The problem occurs when the Mac client reads data in larger chunks, e.g.: 64k byte blocks from the server, and from time to time the server stops sending data. The TCP/IP protocol trace shows in this case that the server started sending a few packets (3-6 packets) of the read response and suddenly waits about 0.2 seconds until the Mac sends an TCP/IP ACK for the received data, then the server continues with more data.
Interesting is that the Sun TCP does not include a PushAck flag in the previous packets when it stops sending data, the PushAck flag is only set when the last data packet response of the 64k byte write goes to the client.
This ongoing waiting for the ACKs from the Mac client results in a very slow network performance which only occurs in the above listed client-server routed network environment. In all test cases the available TCP/IP window size on the server and client was more than 128kB. We believe that something is wrong with the Solaris 10 TCP/IP protocol because it waits for ACKs before sending more data.

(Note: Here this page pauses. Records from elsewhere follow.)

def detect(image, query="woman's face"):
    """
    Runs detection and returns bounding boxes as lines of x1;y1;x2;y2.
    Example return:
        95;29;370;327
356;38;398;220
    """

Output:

Three available workarounds:

  1. Connect the Mac OS X 10.4 clients directly via a standard switch to a server network interface without routing
  2. Set the EtherShare AFP blocksize to 8 or 16kB instead of the default 128 kB, via:
    prefvalue -k "Programs/afpsrv/dsiblocksize" -t int 16384
  3. Change Mac 10.4 client ACK behavior from 3 to 2 via (Note that this change is not permanent. It is lost after rebooting!):
    sysctl -w net.inet.tcp.delayed_ack=2

    To make this change permanent, add the following line to “/etc/sysctl.conf”:
    net.inet.tcp.delayed_ack=2
The problem can be reproduced with the default HELIOS LanTest 30 MB read tests. Uncheck all test items except for the read test and the problem will occur after several runs. We reported the problem to Sun.